Compared with diversified investment options, the expected returns from this pension plan may not always beat inflation, which is an important factor when planning for retirement.
It may also not suit individuals who want full control over their retirement corpus at maturity.
Since the plan requires the purchase of an annuity, investors looking for the flexibility to reinvest, withdraw, or allocate funds across different retirement income strategies may find this restriction limiting.
Therefore, investors seeking higher return potential, liquidity, and flexibility in retirement planning should carefully evaluate alternative investment avenues before considering this pension plan.
Max Life Forever Young Pension Plan as an investment product allows you to invest in a market-linked product. But the IRR for the accumulated corpus is not even matching a debt instrument.
Also, the maturity proceeds could be utilised fully to buy an annuity plan/partially commuted & buy an annuity plan for the balance or it can be deferred. This leaves you with a limited option at the end of the policy term.
You lose the opportunity cost of investing in other products at the time of maturity. This point makes the Max Life Forever Young Pension Plan an unfavourable option to the investor.

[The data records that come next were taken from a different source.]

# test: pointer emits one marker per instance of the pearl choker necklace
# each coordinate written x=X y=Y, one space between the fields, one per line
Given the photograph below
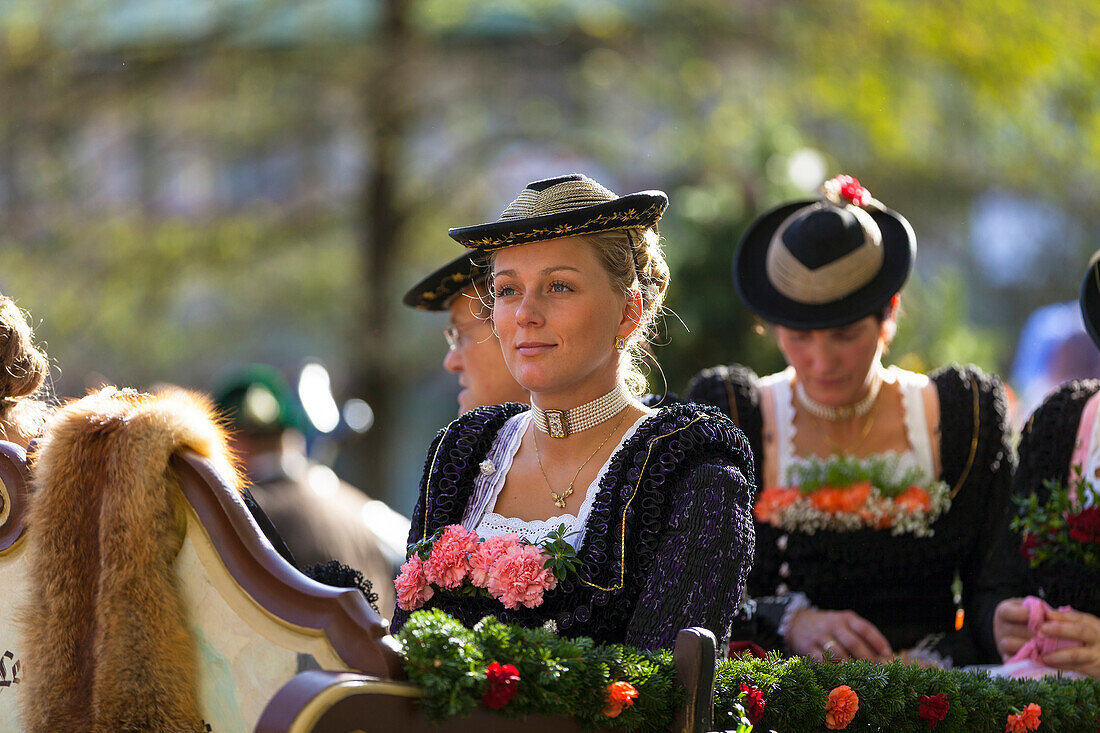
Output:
x=844 y=412
x=561 y=423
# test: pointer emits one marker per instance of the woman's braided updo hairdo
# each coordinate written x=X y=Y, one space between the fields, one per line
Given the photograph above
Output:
x=23 y=369
x=634 y=261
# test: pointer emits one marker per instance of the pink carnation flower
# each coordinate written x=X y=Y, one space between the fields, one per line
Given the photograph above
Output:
x=518 y=578
x=488 y=553
x=450 y=557
x=413 y=588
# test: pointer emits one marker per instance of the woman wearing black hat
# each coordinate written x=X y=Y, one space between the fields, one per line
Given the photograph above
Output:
x=1060 y=445
x=878 y=485
x=652 y=501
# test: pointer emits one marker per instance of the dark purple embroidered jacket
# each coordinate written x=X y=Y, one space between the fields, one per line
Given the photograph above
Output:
x=668 y=544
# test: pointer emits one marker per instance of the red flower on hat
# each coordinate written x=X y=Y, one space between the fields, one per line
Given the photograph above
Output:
x=503 y=685
x=846 y=188
x=754 y=702
x=933 y=708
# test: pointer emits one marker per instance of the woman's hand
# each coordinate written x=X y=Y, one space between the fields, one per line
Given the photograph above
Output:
x=844 y=634
x=1010 y=626
x=1078 y=626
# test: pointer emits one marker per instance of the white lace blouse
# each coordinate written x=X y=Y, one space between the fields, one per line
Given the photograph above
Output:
x=480 y=515
x=911 y=385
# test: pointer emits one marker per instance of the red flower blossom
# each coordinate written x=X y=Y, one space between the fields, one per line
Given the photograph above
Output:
x=933 y=708
x=848 y=189
x=503 y=685
x=1030 y=715
x=619 y=697
x=752 y=699
x=842 y=707
x=1025 y=720
x=1085 y=526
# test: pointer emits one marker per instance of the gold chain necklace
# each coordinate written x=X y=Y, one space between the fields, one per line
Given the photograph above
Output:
x=559 y=500
x=866 y=430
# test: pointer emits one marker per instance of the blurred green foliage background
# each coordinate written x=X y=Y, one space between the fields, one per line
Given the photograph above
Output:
x=190 y=186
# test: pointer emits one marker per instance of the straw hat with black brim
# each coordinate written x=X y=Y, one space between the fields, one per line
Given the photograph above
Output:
x=564 y=206
x=1090 y=299
x=437 y=291
x=826 y=262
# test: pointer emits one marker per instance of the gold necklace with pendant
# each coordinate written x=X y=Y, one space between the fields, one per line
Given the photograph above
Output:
x=559 y=500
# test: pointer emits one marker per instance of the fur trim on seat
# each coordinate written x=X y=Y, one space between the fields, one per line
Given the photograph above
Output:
x=107 y=639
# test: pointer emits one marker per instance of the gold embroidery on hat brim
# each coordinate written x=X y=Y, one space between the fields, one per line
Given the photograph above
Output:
x=627 y=219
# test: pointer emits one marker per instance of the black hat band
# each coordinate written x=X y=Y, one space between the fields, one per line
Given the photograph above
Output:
x=829 y=282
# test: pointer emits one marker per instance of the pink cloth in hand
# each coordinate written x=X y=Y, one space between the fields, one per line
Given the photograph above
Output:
x=1030 y=656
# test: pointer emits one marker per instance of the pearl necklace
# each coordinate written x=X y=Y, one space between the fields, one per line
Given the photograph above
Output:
x=561 y=423
x=844 y=412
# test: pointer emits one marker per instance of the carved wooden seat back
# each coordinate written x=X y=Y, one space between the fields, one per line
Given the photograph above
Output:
x=12 y=577
x=251 y=620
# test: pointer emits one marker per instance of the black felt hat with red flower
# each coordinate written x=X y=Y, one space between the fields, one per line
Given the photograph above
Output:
x=824 y=262
x=1090 y=299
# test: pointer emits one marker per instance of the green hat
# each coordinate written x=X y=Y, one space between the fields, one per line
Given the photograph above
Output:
x=259 y=400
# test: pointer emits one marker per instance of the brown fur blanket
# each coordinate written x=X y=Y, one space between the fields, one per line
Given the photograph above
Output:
x=107 y=644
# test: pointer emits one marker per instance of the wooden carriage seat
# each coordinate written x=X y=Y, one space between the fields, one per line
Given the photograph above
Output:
x=12 y=577
x=172 y=575
x=319 y=701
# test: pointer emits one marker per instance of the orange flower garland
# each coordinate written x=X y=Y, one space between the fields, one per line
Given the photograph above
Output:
x=1025 y=720
x=842 y=707
x=619 y=697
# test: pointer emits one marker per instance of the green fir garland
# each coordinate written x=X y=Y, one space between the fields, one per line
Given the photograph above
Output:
x=570 y=677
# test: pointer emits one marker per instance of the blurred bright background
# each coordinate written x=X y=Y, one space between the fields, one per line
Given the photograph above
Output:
x=187 y=186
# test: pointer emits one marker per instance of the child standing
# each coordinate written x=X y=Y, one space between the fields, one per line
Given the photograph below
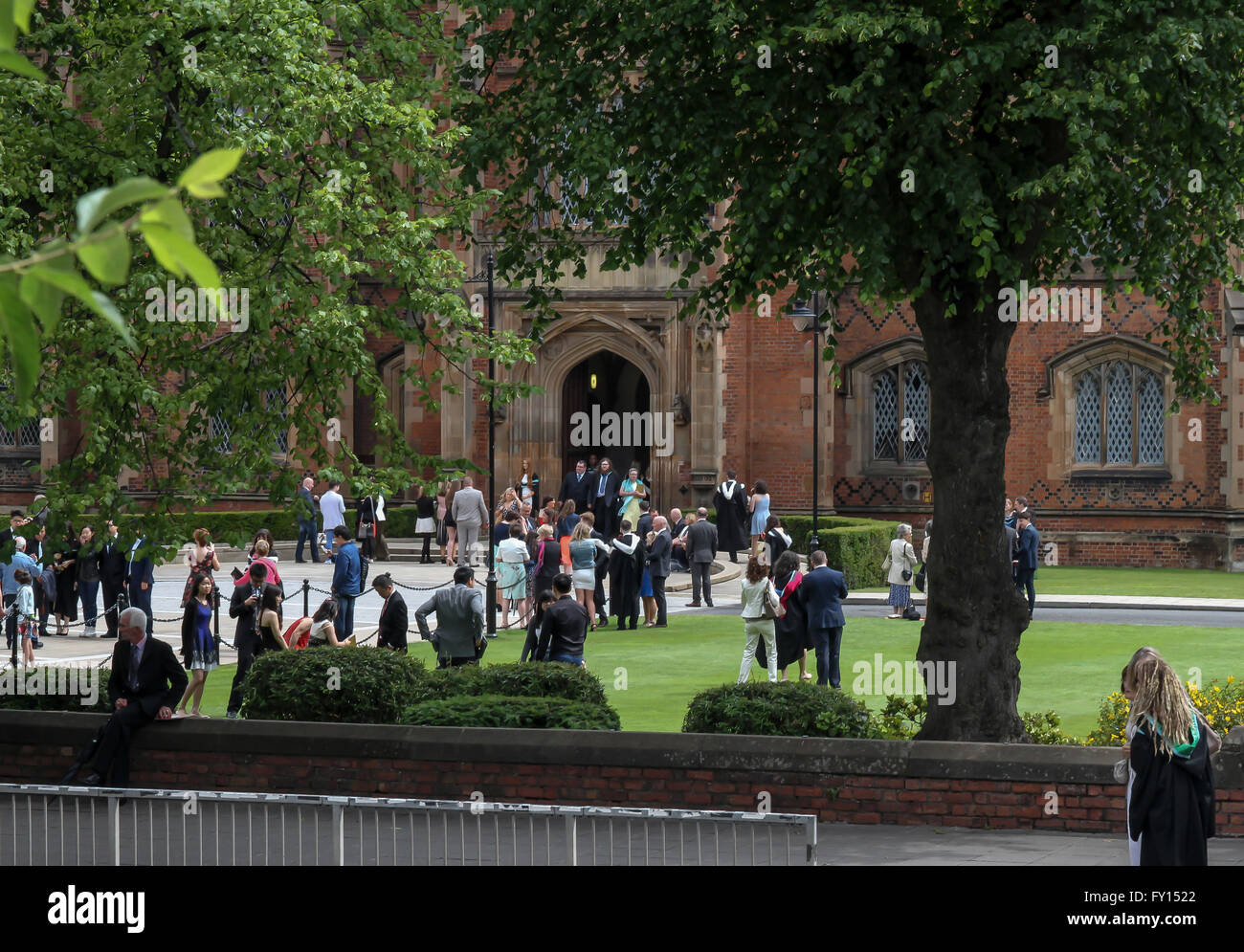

Investors evaluating the Axis Max Life Forever Young Pension Plan should carefully assess the long-term returns, liquidity restrictions, and annuity dependency before making a decision.
During your earning period, you work hard to save money. So, that you can live comfortably in your retirement years.
The hard-earned money that you saved should be invested properly, otherwise, all the efforts go in vain.
Consult your Financial Advisor before making any investment decision.
A qualified financial planner can help you evaluate whether the Max Life Forever Young Pension Plan fits into your overall retirement strategy and financial goals.